Charlottesville and the Rise of the Alt-Right
Wednesday, June 12th, 2019The torch-lit marches and white-power terrorism that occurred in Charlottesville in August 2017 shocked the residents and the nation. Actually the city had been under siege for several months during what anti-racists activists called “The Summer of Hate.” Why did this group of neo-Nazis and alt-right activists target Charlottesville? How did they build a base here? And where do they fit in the city’s history of black life, white supremacy, and progressive politics? This was discussed by Nicole Hemmer, a presidential historian at the University of Virginia’s Miller Center. A podcast of the presentation and Q&A is below. Start the podcast and then click here for the PowerPoint used. The program was moderated by SSV past president Bob McGrath.
Dr. Hemmer covered the events of August 11 and 12 for Vox, where she is a columnist. She is the creator, producer, and host of the podcast series “A12: The Story of Charlottesville,” named by The Guardian as one of the best podcasts of 2018.

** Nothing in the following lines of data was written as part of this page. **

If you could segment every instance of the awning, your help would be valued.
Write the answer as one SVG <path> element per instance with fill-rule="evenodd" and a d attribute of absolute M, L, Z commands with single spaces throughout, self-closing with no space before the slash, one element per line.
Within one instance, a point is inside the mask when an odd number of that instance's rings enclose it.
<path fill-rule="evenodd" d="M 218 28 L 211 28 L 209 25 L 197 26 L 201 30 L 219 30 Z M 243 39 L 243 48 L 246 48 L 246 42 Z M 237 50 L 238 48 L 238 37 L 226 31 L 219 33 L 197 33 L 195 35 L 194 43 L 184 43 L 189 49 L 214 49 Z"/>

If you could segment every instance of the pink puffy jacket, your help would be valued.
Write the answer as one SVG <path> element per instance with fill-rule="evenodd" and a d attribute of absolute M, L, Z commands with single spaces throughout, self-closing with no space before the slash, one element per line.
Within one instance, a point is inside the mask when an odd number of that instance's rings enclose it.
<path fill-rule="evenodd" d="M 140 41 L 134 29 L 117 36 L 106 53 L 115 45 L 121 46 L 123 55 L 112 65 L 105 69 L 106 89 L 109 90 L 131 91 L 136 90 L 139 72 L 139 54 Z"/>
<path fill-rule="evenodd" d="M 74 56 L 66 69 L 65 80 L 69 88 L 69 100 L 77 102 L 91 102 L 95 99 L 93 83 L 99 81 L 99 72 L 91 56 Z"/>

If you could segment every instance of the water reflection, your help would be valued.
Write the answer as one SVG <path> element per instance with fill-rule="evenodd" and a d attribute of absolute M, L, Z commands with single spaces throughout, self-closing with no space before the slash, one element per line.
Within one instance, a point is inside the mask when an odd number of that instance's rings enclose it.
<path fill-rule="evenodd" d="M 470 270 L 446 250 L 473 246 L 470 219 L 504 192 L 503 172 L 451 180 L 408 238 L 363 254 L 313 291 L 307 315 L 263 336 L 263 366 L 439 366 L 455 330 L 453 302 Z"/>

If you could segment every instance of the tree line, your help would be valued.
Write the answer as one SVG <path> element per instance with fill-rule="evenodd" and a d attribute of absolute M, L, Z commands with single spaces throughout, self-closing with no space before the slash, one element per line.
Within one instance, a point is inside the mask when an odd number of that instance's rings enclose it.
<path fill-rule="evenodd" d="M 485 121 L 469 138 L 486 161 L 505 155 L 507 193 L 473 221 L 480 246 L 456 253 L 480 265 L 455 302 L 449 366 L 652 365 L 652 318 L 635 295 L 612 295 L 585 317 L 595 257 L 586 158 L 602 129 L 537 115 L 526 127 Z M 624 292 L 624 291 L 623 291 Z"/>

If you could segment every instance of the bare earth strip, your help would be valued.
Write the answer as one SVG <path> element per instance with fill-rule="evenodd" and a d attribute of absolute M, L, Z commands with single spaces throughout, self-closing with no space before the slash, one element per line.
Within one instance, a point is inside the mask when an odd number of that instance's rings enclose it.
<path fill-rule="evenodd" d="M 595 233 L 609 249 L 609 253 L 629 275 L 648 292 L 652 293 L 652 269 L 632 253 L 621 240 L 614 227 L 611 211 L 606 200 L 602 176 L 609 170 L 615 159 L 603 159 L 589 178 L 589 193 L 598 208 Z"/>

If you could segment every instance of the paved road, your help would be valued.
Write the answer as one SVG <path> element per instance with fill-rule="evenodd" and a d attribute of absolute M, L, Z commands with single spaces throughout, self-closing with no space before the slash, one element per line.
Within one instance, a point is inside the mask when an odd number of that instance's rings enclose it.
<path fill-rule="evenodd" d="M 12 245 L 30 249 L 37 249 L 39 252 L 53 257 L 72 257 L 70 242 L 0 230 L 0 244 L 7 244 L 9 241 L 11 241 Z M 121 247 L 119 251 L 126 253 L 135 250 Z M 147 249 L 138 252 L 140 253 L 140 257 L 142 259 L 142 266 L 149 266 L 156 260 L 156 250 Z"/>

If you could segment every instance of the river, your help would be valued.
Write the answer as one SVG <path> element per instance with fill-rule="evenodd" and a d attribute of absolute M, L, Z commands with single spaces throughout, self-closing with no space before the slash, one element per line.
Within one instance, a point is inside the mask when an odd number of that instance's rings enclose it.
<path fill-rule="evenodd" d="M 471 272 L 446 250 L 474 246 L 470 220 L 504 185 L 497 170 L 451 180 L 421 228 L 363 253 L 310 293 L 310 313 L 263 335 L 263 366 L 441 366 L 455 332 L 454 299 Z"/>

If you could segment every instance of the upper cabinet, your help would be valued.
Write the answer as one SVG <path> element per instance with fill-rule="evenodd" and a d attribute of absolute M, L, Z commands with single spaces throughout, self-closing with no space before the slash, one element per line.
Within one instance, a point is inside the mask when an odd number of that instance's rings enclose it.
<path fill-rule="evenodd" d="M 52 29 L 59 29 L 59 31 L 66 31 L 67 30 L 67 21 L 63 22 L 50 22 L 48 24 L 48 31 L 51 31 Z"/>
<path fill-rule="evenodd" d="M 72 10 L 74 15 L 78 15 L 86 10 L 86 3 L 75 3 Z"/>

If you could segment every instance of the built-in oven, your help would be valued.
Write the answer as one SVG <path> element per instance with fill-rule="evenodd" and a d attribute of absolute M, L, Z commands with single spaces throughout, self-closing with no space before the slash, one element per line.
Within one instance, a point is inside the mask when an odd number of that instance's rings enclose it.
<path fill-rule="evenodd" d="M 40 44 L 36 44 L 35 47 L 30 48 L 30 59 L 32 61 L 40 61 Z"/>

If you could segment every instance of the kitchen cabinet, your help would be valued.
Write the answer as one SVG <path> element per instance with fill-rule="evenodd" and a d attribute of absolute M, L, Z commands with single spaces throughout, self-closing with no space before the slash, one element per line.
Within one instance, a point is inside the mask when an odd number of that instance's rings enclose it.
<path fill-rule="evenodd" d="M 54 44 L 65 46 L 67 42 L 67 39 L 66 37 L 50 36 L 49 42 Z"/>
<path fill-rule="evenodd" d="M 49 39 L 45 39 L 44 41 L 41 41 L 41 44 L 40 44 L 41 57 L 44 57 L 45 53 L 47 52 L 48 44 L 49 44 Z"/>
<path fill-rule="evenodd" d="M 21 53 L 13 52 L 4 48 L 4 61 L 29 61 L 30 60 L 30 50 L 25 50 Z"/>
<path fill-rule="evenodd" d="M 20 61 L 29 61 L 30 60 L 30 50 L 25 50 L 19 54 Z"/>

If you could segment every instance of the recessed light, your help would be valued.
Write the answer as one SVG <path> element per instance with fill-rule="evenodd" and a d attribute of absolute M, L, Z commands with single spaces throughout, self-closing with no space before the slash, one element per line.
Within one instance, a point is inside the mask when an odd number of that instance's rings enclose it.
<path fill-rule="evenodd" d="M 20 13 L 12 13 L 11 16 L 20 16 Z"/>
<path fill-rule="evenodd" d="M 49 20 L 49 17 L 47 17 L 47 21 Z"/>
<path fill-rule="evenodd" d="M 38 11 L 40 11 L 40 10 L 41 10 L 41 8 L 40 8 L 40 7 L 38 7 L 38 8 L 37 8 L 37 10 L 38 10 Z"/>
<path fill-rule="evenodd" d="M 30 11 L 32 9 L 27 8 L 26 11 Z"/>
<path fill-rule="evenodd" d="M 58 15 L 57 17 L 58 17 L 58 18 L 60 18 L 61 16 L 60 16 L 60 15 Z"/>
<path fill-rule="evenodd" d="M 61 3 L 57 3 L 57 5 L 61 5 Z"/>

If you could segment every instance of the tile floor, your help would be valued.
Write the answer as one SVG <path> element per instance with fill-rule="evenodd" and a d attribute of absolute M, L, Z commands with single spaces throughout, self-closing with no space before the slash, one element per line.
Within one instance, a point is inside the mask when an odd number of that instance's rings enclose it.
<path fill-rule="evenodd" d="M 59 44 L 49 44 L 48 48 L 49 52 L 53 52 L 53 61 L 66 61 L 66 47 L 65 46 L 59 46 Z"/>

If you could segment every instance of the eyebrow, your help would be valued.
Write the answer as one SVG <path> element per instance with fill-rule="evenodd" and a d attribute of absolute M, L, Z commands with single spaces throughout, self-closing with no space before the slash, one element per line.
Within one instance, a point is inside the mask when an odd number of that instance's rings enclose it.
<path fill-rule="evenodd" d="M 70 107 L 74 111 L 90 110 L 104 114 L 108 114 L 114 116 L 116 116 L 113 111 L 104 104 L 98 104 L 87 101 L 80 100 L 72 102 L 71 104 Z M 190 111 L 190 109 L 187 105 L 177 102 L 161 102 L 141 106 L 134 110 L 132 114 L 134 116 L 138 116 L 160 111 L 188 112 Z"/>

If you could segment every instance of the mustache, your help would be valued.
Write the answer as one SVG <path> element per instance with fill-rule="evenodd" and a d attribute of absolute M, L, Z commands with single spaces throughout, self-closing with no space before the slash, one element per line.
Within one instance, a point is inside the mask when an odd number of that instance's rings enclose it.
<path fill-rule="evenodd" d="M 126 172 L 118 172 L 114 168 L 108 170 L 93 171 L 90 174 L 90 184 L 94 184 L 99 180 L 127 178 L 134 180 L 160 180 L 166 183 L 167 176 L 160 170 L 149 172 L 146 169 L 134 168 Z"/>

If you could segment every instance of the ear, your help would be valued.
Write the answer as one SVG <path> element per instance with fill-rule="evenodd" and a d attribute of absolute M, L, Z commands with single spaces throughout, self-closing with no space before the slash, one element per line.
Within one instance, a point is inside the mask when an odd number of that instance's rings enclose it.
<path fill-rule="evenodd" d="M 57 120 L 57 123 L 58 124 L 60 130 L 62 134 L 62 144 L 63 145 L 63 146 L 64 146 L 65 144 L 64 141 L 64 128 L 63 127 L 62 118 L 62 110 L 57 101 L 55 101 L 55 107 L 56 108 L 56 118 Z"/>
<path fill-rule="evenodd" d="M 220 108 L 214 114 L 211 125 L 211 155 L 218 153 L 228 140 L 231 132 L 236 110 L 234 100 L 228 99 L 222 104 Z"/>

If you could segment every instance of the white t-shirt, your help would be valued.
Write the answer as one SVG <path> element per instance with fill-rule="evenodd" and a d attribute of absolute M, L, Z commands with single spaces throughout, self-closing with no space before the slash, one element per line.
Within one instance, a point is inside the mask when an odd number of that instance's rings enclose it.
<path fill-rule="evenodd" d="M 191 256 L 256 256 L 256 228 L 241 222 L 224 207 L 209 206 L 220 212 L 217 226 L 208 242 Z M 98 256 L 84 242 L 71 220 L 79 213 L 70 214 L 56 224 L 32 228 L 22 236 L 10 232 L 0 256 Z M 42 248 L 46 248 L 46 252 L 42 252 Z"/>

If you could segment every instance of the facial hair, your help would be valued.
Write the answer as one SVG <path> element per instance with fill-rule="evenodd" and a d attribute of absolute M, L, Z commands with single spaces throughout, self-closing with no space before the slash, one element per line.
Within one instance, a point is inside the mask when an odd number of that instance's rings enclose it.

Hemmer is an expert on the history of American politics and media. As an assistant professor in Presidential Studies at the Miller Center, she works on a wide-ranging set of projects, both scholarly and public. She works in the Presidential Recordings Program, focusing on the Nixon administration and its media relations. Her broader scholarship focuses on the history of conservatism and media. Her first book, Messengers of the Right, Conservative Media and the Transformation of American Politics, charts the history of conservative media activism in the United States, and her current work-in-progress is a history of conservatism in the 1990s.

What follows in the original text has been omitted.